Being a key partner of major environmental funds such as the Green Climate Fund (GCF), the Global Environment Facility (GEF), the Adaptation Fund, and the Multilateral Fund (Montreal Protocol) UNEP enables countries to access financing and programming through them and other bilateral or multilateral public sources.
UNEP is also appreciated for the free access to environmental information, for providing tools such as integrated environmental assessments, for enabling South-South and triangular cooperation, and for education and awareness-raising campaigns.
UNEP is engaged in numerous partnerships and initiatives with wide scope, including the Partnership for Action on Green Economy (PAGE), the Finance Initiative, the Global Peatlands Initiative, the Cool Coalition, the Poverty-Environment Initiative and subsequent Poverty-Environment Action, the UN Collaborative Programme on Reducing Emissions from Deforestation and Forest Degradation in Developing Countries (UN-REDD), the Climate Technology Centre and Network, and the Global Partnership on Forest and Landscape Restoration.
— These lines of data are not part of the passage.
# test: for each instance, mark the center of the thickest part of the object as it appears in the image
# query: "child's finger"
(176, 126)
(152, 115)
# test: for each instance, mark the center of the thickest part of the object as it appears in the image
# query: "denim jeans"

One of UNEP's major achievements since its creation in 1972 has been the initiation, negotiation and implementation of a large number of multilateral environmental agreements, bringing together nations and the environmental community to tackle the challenges of our time. These global environmental agreements complement and guide national legislation and bilateral or regional agreements by forming the overarching international legal basis for global efforts to address particular environmental issues.
UNEP provides the secretariat for 15 multilateral environmental agreements. These conventions concern a wide range of environmental issues such as emissions, hazards of chemicals, protection of biodiversity, protection of endangered and migratory species, protection of oceans, protection of the ozone layer, and more. They enable countries to put in place sound and effective environmental policies and legislation. In addition, we provide programmatic support to several other conventions.